Évidemment, les variations de points de vue sur le protagoniste qui relie toutes ces lettres éclairent le lecteur et nous offrent une autre vision d’Ahmed. En témoigne, par exemple, la lettre de Vincent, dans laquelle on saisit qu’Ahmed n’est pas le seul à subir l’emprise du colonialisme et n’est pas le seul à souffrir du regard de l’autre, de la difficulté de créer des liens relationnels, affectifs. À titre d’exemple, il faut dire que les racines judaïques de Vincent lui sont complètement méconnues, lui qui a «baigné» dans le catholicisme culturel. Ce même Vincent qui lui implore vigoureusement de revenir dans ses bras, puisque c’est la seule chose qu’il désire ardemment.

C’est dans sa lettre à Emmanuel, lettre de rupture, qu’Ahmed raconte ce qu’il l’a amené en France. En fait, devrait-on dire, celui qui l’a amené en France… Tout y passe dans cette charge mêlée d’admiration, de désirs, de regrets et de dégoût: les classes sociales, le colonialisme français, la supériorité culturelle, l’accession au rêve, l’illusion de l’émancipation, etc.

Ici s’exprime une souffrance intarissable, la colère provoquée par le recul, la distance des années en regard des évènements passés. L’accumulation des efforts faits pour s’extraire de ses racines, pour se transformer devant l’autre, le séduisant, l’impressionnant, le puissant. Abdellah Taïa bouleverse tout simplement le lecteur.
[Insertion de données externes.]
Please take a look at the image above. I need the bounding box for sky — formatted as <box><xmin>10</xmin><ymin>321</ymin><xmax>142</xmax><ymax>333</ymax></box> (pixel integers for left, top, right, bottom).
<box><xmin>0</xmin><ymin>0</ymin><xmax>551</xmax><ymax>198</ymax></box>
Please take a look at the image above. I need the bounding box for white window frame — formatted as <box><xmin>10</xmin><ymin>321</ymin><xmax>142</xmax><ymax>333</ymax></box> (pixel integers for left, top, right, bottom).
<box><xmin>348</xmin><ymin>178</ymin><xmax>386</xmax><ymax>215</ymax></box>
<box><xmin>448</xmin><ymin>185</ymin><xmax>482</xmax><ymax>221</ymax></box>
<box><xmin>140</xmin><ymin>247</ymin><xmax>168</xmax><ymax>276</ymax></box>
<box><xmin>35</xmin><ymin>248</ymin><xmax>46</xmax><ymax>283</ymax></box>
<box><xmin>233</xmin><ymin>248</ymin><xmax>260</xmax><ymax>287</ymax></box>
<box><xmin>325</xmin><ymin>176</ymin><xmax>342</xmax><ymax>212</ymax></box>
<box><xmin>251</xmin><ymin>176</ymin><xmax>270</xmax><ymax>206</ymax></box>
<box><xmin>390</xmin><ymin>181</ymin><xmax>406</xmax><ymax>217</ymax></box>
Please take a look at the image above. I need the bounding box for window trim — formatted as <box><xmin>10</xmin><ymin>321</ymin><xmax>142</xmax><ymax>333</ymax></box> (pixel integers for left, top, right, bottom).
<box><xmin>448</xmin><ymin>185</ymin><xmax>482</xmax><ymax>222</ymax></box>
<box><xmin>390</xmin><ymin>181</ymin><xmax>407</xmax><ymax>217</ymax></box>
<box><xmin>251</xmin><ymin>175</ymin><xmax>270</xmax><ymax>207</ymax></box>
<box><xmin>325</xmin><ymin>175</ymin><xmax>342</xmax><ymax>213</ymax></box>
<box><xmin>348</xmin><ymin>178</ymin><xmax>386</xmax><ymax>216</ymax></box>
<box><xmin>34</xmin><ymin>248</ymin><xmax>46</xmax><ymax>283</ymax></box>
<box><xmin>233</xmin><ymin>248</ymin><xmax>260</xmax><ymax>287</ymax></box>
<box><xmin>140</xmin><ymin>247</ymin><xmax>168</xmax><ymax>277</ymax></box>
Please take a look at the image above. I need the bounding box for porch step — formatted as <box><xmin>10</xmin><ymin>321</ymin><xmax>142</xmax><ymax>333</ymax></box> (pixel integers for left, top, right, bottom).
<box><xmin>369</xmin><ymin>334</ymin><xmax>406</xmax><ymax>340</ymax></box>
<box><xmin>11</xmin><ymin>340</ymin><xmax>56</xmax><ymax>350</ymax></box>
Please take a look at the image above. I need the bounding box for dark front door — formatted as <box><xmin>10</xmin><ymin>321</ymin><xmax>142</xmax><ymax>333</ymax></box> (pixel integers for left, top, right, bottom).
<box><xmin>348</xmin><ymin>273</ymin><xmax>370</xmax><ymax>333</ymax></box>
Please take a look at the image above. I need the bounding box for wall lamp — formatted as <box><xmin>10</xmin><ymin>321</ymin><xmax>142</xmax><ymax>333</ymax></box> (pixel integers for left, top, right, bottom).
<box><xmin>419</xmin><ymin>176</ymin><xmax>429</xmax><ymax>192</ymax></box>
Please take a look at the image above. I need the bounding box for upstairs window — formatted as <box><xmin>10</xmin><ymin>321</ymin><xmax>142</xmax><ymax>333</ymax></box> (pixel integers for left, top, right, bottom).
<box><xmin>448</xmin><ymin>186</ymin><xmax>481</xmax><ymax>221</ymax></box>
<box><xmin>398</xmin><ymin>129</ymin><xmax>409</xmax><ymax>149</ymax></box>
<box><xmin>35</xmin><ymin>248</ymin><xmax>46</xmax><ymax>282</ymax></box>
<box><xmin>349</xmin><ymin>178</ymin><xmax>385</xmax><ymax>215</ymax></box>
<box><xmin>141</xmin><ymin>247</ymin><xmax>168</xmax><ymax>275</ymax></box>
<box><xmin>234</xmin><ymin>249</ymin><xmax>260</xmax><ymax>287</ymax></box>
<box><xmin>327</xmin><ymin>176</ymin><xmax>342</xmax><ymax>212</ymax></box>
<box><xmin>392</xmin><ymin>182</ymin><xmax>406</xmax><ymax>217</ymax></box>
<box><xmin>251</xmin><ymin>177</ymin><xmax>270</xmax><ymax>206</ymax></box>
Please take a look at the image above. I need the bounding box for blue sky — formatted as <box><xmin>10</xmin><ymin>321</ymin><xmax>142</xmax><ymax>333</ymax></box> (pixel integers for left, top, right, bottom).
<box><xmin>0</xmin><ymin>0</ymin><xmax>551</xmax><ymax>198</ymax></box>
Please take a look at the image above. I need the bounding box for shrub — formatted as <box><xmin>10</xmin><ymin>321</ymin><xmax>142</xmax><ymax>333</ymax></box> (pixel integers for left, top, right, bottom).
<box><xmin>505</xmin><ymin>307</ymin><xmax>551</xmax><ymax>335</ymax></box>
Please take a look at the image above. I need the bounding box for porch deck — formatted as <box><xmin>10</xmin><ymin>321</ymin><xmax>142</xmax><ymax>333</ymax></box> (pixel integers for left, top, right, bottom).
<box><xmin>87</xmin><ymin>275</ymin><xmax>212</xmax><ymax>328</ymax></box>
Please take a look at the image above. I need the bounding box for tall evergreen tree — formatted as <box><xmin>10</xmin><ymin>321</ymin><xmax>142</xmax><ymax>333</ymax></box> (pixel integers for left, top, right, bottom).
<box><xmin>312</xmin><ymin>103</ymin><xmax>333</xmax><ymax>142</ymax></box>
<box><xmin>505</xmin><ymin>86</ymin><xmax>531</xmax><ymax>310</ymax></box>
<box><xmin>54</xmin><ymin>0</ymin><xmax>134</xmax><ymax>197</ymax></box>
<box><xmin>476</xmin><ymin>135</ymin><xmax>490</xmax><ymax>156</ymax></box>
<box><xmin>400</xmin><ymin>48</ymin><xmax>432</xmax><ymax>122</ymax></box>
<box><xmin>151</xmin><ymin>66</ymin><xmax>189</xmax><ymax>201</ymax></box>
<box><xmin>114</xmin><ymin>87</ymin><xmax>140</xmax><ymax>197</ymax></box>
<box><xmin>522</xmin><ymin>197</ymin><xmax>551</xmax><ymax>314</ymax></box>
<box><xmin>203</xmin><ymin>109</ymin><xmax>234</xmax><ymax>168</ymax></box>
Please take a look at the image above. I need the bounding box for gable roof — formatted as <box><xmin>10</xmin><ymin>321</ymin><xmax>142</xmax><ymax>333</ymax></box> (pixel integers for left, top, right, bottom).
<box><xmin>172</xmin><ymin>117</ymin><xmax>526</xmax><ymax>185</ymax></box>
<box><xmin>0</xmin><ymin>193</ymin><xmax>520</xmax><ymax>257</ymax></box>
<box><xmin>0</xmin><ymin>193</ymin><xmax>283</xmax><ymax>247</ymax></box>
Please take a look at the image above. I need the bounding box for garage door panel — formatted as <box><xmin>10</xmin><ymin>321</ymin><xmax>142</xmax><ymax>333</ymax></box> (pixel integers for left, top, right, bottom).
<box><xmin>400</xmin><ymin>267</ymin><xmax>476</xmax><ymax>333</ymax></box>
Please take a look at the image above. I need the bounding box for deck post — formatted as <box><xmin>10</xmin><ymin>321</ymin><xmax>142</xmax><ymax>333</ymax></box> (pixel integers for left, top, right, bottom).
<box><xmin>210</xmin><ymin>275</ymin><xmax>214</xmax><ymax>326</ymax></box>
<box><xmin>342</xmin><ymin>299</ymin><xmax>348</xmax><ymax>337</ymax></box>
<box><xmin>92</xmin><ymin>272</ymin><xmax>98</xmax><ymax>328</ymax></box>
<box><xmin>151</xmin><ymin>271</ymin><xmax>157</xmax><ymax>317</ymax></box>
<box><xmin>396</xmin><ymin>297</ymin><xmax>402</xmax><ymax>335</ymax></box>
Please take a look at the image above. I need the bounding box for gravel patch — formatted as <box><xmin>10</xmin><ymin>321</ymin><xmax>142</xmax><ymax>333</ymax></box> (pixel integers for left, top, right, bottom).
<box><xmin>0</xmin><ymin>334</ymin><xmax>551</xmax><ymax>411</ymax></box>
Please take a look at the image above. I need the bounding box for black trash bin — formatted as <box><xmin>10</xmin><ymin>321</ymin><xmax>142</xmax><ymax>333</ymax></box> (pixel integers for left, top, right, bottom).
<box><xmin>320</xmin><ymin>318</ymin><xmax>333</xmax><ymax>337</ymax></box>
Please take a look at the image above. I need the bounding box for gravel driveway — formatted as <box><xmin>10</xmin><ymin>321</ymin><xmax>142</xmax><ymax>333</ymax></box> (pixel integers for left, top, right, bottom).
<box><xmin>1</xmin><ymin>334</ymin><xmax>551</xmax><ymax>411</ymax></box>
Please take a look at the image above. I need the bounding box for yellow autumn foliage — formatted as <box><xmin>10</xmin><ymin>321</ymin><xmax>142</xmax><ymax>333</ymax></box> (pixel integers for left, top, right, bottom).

Dans la dernière lettre, celle de «Mai 1990», signée par Lahbib, on plonge dans l’adolescence. Une adolescence marquée par la découverte de la sexualité qui s’éveille, dont le corps est accaparé par d’autres. On revient encore à cette emprise sur le physique, la sexualité, le colonisé. Le pouvoir du colonisateur, du plus nanti. Lahbib l’a vécu; Ahmed de même. Gérard pour l’un; Emmanuel pour l’autre. Mais à un autre moment de la vie…

L’auteur Abdellah Taïa n’a pas peur des mots, de leur portée et de leur signification. Il les dépose précisément au bon endroit et il s’en dégage une maîtrise de l’écriture qui frappe, évoque des images assez délectables. Et c’est cette maîtrise qui renforce l’emploi des pronoms «je, «tu», qui, à la base, peut sembler facile. On sent une incroyable maturité dans le style – il n’en est tout de même pas à son premier ouvrage littéraire – et le lecteur s’en retrouve, au final, fort imprégné.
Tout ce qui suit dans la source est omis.